LinkedIn logoAfter long since avoiding the YASN / Web 2.0 service with the typical aplomb, I was actually convinced by one Ms. Belmont to break it on down and join up LinkedIn. I try not to be the type to take aim and fire potshots at another W2.0 site, but what a mistake it was joining, what a severe waste of time and an eye opener! However belated my joining may be, it took me only a couple of minutes to whip up that account and get in — where the problems immediately began. I had to validate the same email address three times to start exploring the site, which I found incredibly difficult due to their proprietary nomenclature for standard social network services, and the lack of useful navigational/utility links — this only to find out one can’t just add people in the network.
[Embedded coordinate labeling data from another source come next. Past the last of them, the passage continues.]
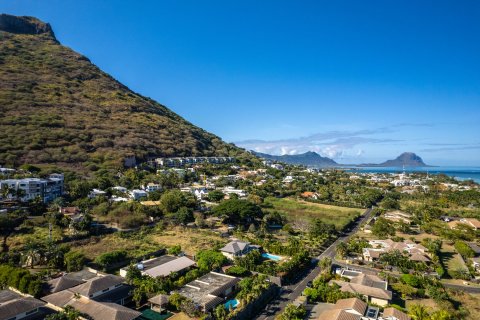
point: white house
(96, 193)
(237, 249)
(150, 187)
(47, 189)
(137, 194)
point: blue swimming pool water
(271, 256)
(231, 304)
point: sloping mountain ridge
(309, 159)
(56, 107)
(407, 159)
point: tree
(220, 312)
(133, 273)
(325, 264)
(74, 261)
(30, 168)
(319, 229)
(8, 223)
(172, 200)
(383, 228)
(215, 196)
(68, 313)
(341, 249)
(208, 260)
(237, 211)
(293, 312)
(464, 249)
(175, 300)
(184, 215)
(441, 315)
(419, 312)
(174, 250)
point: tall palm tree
(325, 264)
(419, 312)
(342, 249)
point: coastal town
(218, 238)
(239, 160)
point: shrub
(107, 259)
(74, 261)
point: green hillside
(56, 107)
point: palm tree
(441, 315)
(325, 264)
(342, 249)
(419, 312)
(31, 250)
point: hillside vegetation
(56, 107)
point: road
(374, 271)
(293, 291)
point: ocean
(459, 173)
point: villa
(237, 249)
(162, 266)
(416, 251)
(350, 309)
(371, 287)
(101, 297)
(16, 306)
(210, 290)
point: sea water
(459, 173)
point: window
(31, 312)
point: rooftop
(205, 291)
(235, 246)
(12, 304)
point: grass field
(302, 211)
(190, 240)
(451, 259)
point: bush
(20, 279)
(107, 259)
(74, 261)
(238, 271)
(464, 250)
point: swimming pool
(231, 304)
(271, 256)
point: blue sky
(359, 81)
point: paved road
(291, 292)
(374, 271)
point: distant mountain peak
(24, 25)
(406, 159)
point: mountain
(309, 159)
(407, 159)
(56, 107)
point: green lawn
(451, 259)
(299, 210)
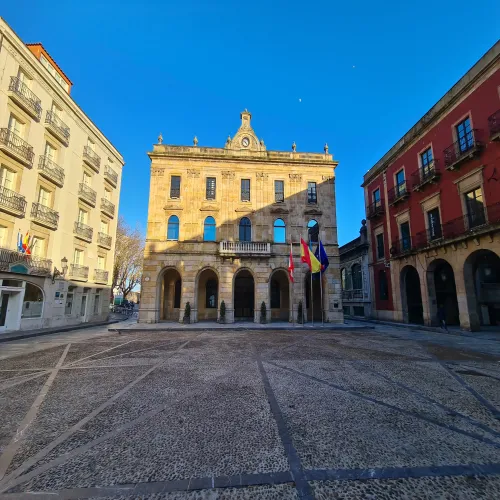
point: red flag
(291, 267)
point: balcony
(83, 231)
(10, 259)
(352, 294)
(24, 97)
(78, 273)
(12, 202)
(375, 209)
(12, 145)
(110, 175)
(429, 174)
(104, 240)
(248, 248)
(494, 126)
(91, 158)
(397, 193)
(45, 216)
(465, 149)
(87, 194)
(107, 207)
(51, 170)
(57, 127)
(101, 276)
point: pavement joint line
(453, 412)
(392, 407)
(97, 353)
(11, 449)
(69, 432)
(270, 478)
(301, 484)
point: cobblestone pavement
(374, 414)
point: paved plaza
(250, 414)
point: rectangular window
(311, 193)
(465, 135)
(380, 246)
(245, 189)
(475, 208)
(279, 191)
(434, 224)
(175, 186)
(405, 236)
(78, 257)
(69, 304)
(211, 185)
(7, 178)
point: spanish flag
(308, 257)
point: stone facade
(60, 183)
(355, 275)
(250, 203)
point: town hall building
(220, 225)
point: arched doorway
(170, 296)
(313, 308)
(280, 296)
(413, 311)
(482, 287)
(207, 298)
(244, 296)
(442, 292)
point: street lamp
(64, 268)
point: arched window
(383, 288)
(357, 279)
(209, 229)
(173, 228)
(245, 229)
(211, 294)
(279, 231)
(33, 302)
(313, 231)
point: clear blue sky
(365, 71)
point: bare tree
(129, 252)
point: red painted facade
(482, 107)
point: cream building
(220, 224)
(59, 185)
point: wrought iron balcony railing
(12, 202)
(45, 215)
(12, 144)
(83, 231)
(494, 126)
(110, 175)
(425, 175)
(86, 193)
(375, 209)
(51, 170)
(107, 207)
(36, 265)
(91, 158)
(78, 272)
(26, 97)
(104, 240)
(57, 126)
(101, 276)
(397, 193)
(462, 150)
(244, 248)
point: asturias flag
(308, 257)
(320, 254)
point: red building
(433, 210)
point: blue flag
(320, 254)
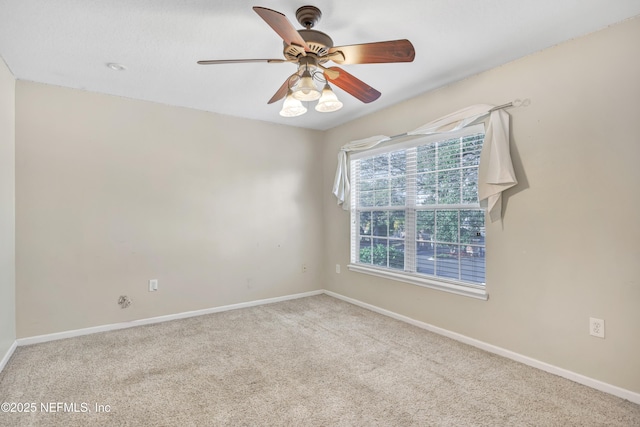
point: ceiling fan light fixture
(328, 101)
(306, 89)
(292, 107)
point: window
(415, 214)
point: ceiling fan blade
(374, 53)
(282, 26)
(239, 61)
(281, 93)
(353, 86)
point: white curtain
(495, 173)
(341, 184)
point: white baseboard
(580, 379)
(7, 356)
(123, 325)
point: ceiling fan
(310, 50)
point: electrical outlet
(596, 327)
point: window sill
(467, 291)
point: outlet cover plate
(596, 327)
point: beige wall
(112, 192)
(569, 245)
(7, 210)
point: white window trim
(468, 290)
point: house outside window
(415, 214)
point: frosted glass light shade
(306, 89)
(328, 101)
(292, 107)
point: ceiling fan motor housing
(318, 42)
(308, 16)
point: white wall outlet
(596, 327)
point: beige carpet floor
(314, 361)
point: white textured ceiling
(69, 42)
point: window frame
(434, 282)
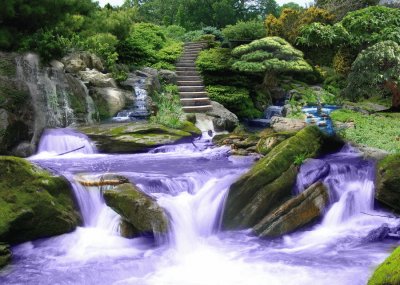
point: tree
(376, 71)
(269, 56)
(290, 22)
(341, 7)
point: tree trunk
(394, 88)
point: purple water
(191, 185)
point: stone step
(197, 109)
(192, 94)
(186, 64)
(186, 73)
(195, 101)
(183, 78)
(186, 69)
(190, 83)
(198, 88)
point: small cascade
(350, 180)
(63, 142)
(140, 109)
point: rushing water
(191, 185)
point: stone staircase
(194, 98)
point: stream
(191, 182)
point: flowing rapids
(191, 183)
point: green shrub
(215, 59)
(251, 30)
(237, 100)
(169, 109)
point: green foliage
(341, 7)
(237, 100)
(374, 71)
(300, 159)
(321, 35)
(250, 30)
(215, 59)
(290, 22)
(104, 45)
(372, 25)
(376, 130)
(389, 271)
(169, 109)
(277, 54)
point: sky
(280, 2)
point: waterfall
(140, 109)
(64, 141)
(350, 180)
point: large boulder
(270, 182)
(136, 137)
(280, 124)
(97, 79)
(137, 208)
(296, 213)
(34, 204)
(223, 119)
(79, 61)
(110, 100)
(388, 182)
(388, 273)
(5, 254)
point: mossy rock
(137, 137)
(34, 203)
(269, 183)
(388, 186)
(388, 273)
(5, 254)
(138, 209)
(299, 211)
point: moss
(268, 184)
(388, 273)
(5, 254)
(141, 211)
(388, 186)
(136, 137)
(35, 205)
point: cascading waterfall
(140, 108)
(64, 141)
(191, 186)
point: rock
(110, 101)
(167, 76)
(36, 205)
(270, 182)
(5, 254)
(79, 61)
(108, 179)
(311, 171)
(223, 119)
(24, 149)
(388, 273)
(299, 211)
(280, 124)
(136, 137)
(373, 153)
(97, 79)
(378, 234)
(140, 210)
(388, 182)
(57, 64)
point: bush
(243, 31)
(237, 100)
(169, 110)
(376, 72)
(215, 59)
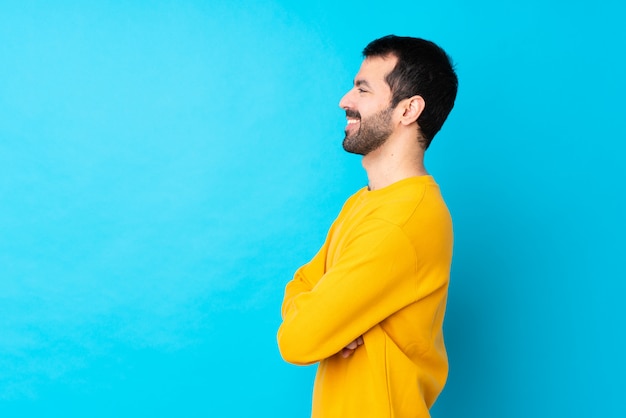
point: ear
(412, 109)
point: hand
(348, 350)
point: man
(369, 307)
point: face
(367, 106)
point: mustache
(352, 114)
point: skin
(399, 155)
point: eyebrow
(361, 82)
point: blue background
(165, 166)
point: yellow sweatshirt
(382, 273)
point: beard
(372, 134)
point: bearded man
(369, 307)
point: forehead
(374, 70)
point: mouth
(352, 124)
(352, 119)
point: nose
(345, 102)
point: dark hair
(423, 69)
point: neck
(391, 163)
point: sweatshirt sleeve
(373, 277)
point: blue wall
(165, 166)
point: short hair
(423, 69)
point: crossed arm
(327, 311)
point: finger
(346, 352)
(354, 344)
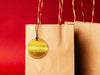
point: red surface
(14, 14)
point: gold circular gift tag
(37, 48)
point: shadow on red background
(14, 14)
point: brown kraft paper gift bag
(87, 47)
(60, 57)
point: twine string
(39, 17)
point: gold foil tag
(37, 48)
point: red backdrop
(14, 14)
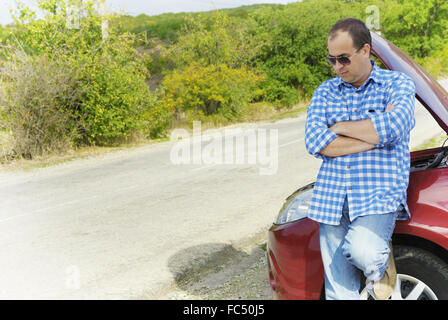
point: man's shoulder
(392, 77)
(327, 86)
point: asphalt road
(129, 224)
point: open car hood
(428, 90)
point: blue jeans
(352, 247)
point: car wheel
(420, 276)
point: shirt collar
(374, 75)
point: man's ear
(366, 50)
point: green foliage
(35, 102)
(211, 91)
(420, 29)
(110, 72)
(293, 56)
(225, 41)
(150, 71)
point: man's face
(359, 68)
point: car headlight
(296, 205)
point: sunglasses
(344, 60)
(341, 59)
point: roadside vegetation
(69, 81)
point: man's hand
(361, 130)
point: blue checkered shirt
(374, 181)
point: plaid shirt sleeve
(394, 125)
(317, 134)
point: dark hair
(356, 28)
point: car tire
(424, 266)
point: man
(359, 123)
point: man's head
(350, 41)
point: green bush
(36, 99)
(209, 91)
(110, 73)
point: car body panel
(428, 91)
(293, 250)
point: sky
(151, 7)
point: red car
(420, 244)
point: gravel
(245, 277)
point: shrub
(37, 97)
(204, 91)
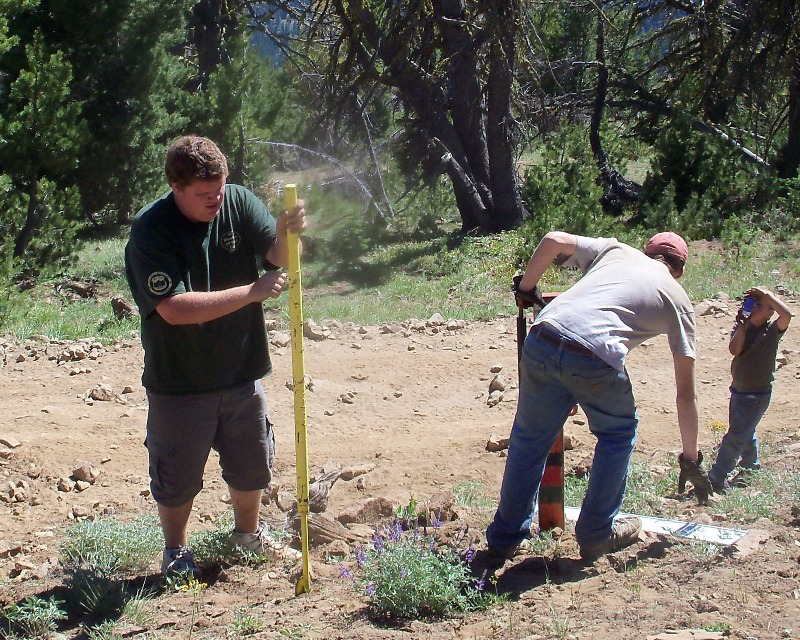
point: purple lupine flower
(481, 582)
(396, 531)
(469, 556)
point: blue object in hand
(748, 304)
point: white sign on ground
(679, 528)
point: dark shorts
(182, 430)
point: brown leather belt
(549, 336)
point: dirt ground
(407, 405)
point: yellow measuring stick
(298, 377)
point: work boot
(179, 564)
(262, 544)
(719, 487)
(624, 532)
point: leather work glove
(532, 298)
(693, 472)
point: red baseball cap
(668, 244)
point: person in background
(575, 354)
(754, 347)
(193, 265)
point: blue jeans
(740, 445)
(552, 382)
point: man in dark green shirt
(192, 263)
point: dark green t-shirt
(167, 255)
(753, 369)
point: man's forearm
(194, 307)
(554, 244)
(688, 425)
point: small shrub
(110, 548)
(246, 622)
(471, 494)
(35, 617)
(405, 576)
(759, 500)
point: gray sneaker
(179, 563)
(624, 532)
(264, 545)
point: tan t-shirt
(623, 299)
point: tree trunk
(618, 189)
(32, 220)
(507, 208)
(789, 158)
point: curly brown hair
(192, 158)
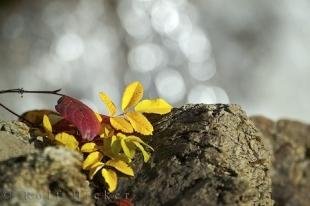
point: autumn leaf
(120, 123)
(91, 159)
(132, 95)
(156, 106)
(110, 178)
(80, 115)
(89, 147)
(93, 169)
(120, 166)
(67, 140)
(140, 123)
(108, 102)
(47, 124)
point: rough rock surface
(14, 138)
(48, 177)
(290, 141)
(204, 155)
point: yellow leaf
(94, 169)
(132, 138)
(121, 166)
(132, 95)
(115, 145)
(106, 131)
(47, 124)
(120, 123)
(108, 103)
(110, 177)
(91, 159)
(146, 155)
(98, 117)
(89, 147)
(140, 123)
(157, 106)
(126, 149)
(67, 140)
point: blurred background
(253, 53)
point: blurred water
(253, 53)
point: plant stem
(17, 115)
(22, 91)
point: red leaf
(124, 202)
(80, 115)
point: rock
(204, 155)
(49, 177)
(14, 138)
(290, 141)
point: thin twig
(17, 115)
(22, 91)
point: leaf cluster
(109, 142)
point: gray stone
(49, 177)
(14, 138)
(290, 142)
(204, 155)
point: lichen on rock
(49, 177)
(290, 143)
(204, 155)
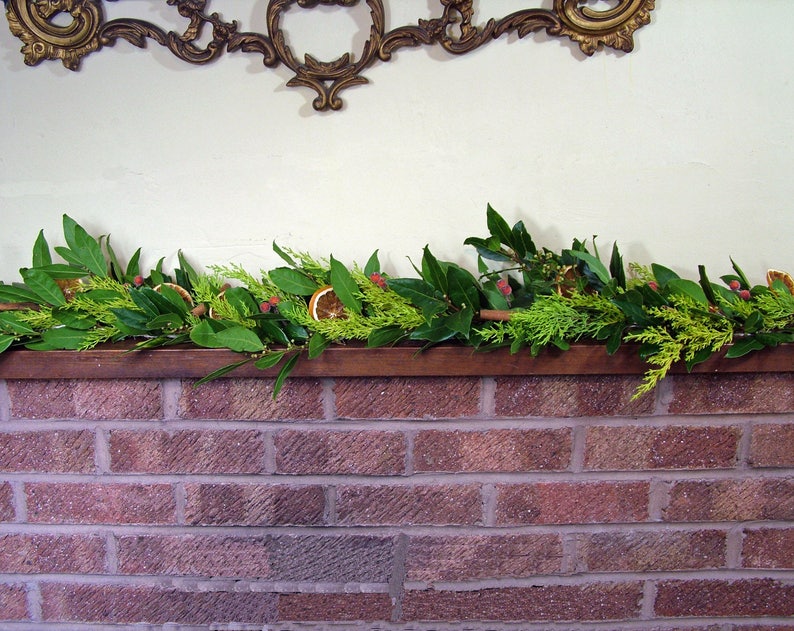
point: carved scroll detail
(44, 37)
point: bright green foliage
(544, 298)
(686, 332)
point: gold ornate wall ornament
(71, 29)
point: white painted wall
(680, 151)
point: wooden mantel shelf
(117, 361)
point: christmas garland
(522, 297)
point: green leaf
(41, 251)
(135, 321)
(10, 323)
(373, 265)
(291, 281)
(74, 320)
(43, 286)
(743, 346)
(706, 285)
(663, 274)
(420, 294)
(115, 267)
(133, 267)
(6, 341)
(187, 269)
(433, 332)
(64, 338)
(269, 360)
(498, 227)
(754, 322)
(488, 249)
(143, 301)
(616, 267)
(385, 336)
(203, 334)
(687, 287)
(165, 321)
(70, 257)
(432, 272)
(61, 271)
(240, 339)
(174, 299)
(595, 266)
(242, 301)
(284, 256)
(522, 241)
(215, 374)
(462, 288)
(286, 369)
(317, 344)
(84, 247)
(460, 322)
(496, 299)
(699, 357)
(269, 330)
(742, 278)
(15, 293)
(345, 287)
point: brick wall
(398, 503)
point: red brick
(563, 396)
(571, 503)
(769, 548)
(467, 558)
(252, 399)
(363, 452)
(492, 450)
(87, 399)
(13, 603)
(772, 446)
(52, 554)
(188, 555)
(421, 397)
(6, 502)
(598, 601)
(761, 393)
(187, 451)
(254, 505)
(652, 551)
(705, 598)
(334, 607)
(301, 558)
(332, 559)
(58, 451)
(130, 604)
(731, 500)
(409, 505)
(672, 447)
(95, 503)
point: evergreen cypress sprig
(545, 298)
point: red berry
(376, 278)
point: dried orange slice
(324, 303)
(773, 275)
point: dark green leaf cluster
(524, 296)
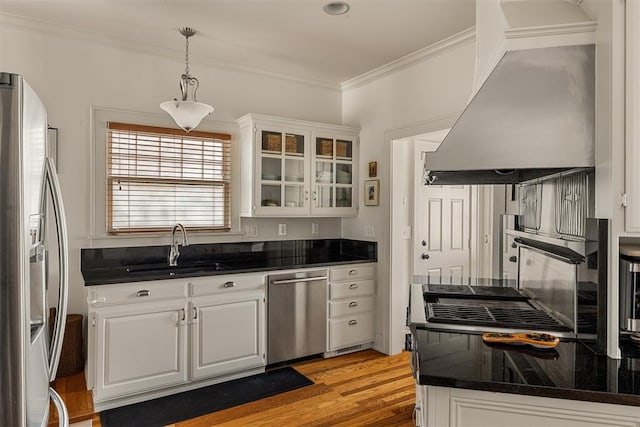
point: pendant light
(187, 112)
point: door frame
(401, 225)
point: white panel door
(140, 347)
(227, 333)
(441, 246)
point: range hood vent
(533, 117)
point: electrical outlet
(251, 230)
(368, 231)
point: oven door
(551, 279)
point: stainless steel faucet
(174, 253)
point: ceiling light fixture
(187, 112)
(336, 8)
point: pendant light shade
(187, 112)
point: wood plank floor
(358, 389)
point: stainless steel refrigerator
(28, 355)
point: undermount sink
(159, 269)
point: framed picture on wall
(372, 192)
(373, 169)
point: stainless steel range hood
(533, 117)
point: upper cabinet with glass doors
(297, 168)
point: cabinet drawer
(350, 306)
(351, 289)
(227, 283)
(352, 273)
(137, 292)
(350, 331)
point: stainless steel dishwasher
(297, 315)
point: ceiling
(292, 38)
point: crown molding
(48, 28)
(450, 43)
(552, 30)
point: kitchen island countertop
(570, 371)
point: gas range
(478, 308)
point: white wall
(412, 97)
(70, 75)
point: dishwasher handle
(302, 279)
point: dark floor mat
(194, 403)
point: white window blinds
(157, 177)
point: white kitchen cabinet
(350, 320)
(632, 138)
(462, 407)
(297, 168)
(139, 347)
(146, 337)
(228, 333)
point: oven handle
(562, 254)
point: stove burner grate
(493, 317)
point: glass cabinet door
(282, 171)
(333, 173)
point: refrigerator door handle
(63, 260)
(63, 414)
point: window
(157, 177)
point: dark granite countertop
(134, 264)
(570, 371)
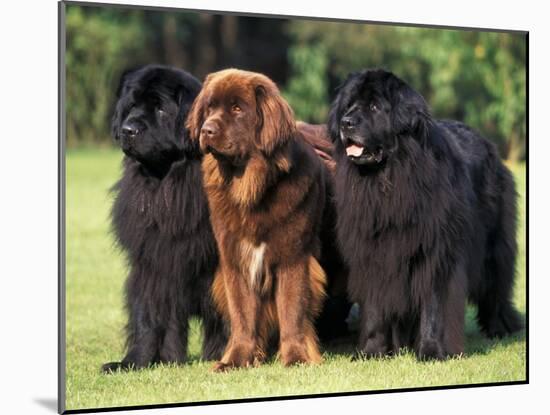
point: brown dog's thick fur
(266, 192)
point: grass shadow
(476, 343)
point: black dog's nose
(348, 123)
(129, 130)
(209, 129)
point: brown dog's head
(238, 113)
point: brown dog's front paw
(239, 355)
(296, 352)
(220, 367)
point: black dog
(160, 219)
(426, 219)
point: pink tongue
(354, 150)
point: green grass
(95, 321)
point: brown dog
(266, 195)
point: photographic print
(272, 207)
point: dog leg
(374, 332)
(298, 340)
(243, 349)
(430, 337)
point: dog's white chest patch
(257, 265)
(254, 262)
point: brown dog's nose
(209, 129)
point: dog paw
(430, 350)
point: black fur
(426, 220)
(160, 219)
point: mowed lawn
(95, 321)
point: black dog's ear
(338, 106)
(124, 79)
(410, 113)
(334, 116)
(116, 118)
(185, 95)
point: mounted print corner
(258, 206)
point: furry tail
(496, 313)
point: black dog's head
(373, 111)
(149, 118)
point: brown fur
(266, 195)
(316, 135)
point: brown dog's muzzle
(210, 132)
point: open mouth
(358, 152)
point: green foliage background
(477, 77)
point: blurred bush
(477, 77)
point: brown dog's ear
(276, 118)
(195, 119)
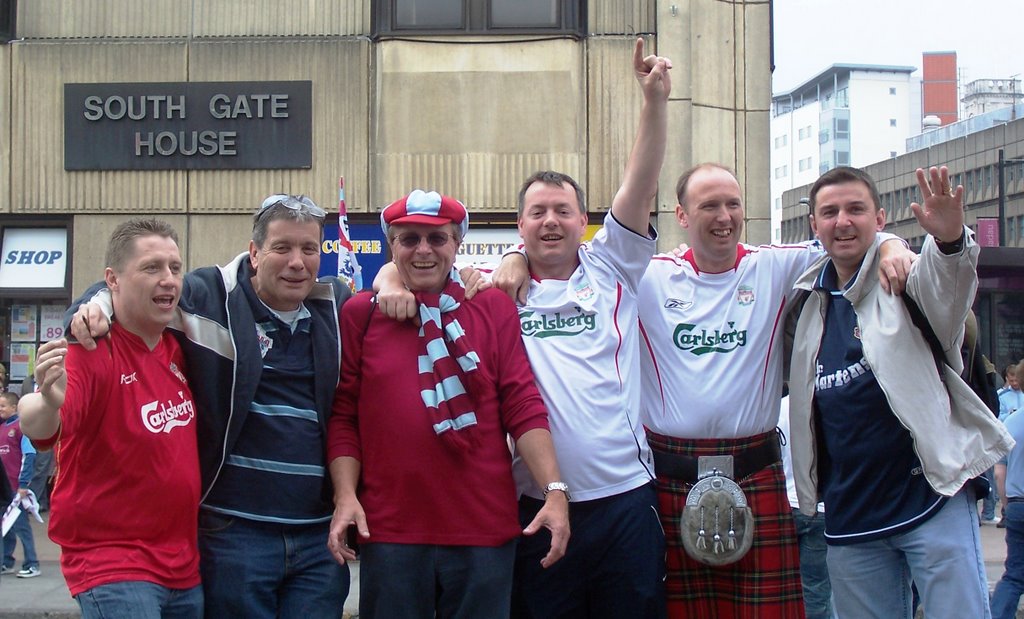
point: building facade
(846, 115)
(464, 96)
(974, 162)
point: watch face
(560, 486)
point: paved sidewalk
(47, 596)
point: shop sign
(34, 257)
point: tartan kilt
(765, 583)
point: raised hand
(942, 212)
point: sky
(812, 35)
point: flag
(348, 267)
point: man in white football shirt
(712, 375)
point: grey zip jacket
(954, 435)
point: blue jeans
(1011, 586)
(22, 530)
(268, 571)
(988, 503)
(422, 581)
(613, 565)
(942, 555)
(140, 600)
(813, 571)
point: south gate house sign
(188, 125)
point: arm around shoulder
(40, 412)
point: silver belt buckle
(717, 524)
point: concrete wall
(470, 116)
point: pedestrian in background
(18, 457)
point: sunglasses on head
(411, 240)
(295, 203)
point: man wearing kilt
(712, 376)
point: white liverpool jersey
(582, 338)
(713, 342)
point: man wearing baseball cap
(417, 440)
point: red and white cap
(428, 208)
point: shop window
(395, 17)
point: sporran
(717, 524)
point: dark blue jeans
(1011, 586)
(268, 571)
(813, 569)
(22, 530)
(140, 600)
(423, 581)
(613, 566)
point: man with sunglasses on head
(578, 323)
(261, 336)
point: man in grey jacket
(873, 431)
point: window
(842, 128)
(475, 16)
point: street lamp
(1001, 213)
No, you’re expected to have a predefined relationship (presumably by getting an invite), or have InMail. What’s InMail? I sure didn’t have any idea. Oh, it’s what they call sending a message to someone, and you have to upgrade your account to do it, $15 minimum a month. Yes, not “a year,” that’s “a month.” Did I mention the site had ads everywhere, but made no mention of the possibility of those going away if you paid for the service?

So, where’s the “social” part of this network if you’re not willing to pay up to $200 a month for service? I created an account, couldn’t add people on the network I knew, couldn’t even make contact with them, was advertised to, and further still asked to subscribe — and quit immediately. Social indeed. Why complain? I do have a point, believe it or not, besides whining about web services gone wrong, and it’s that I consider this a bit of anecdotal evidence that Web 2.0 — or whatever you want to call this next tech bubble we’re supposedly in right now — suffers from the same problems the web has always suffered from: good ideas followed only by poor execution and clueless concepts of how to monetize (and given an awful user interface to boot).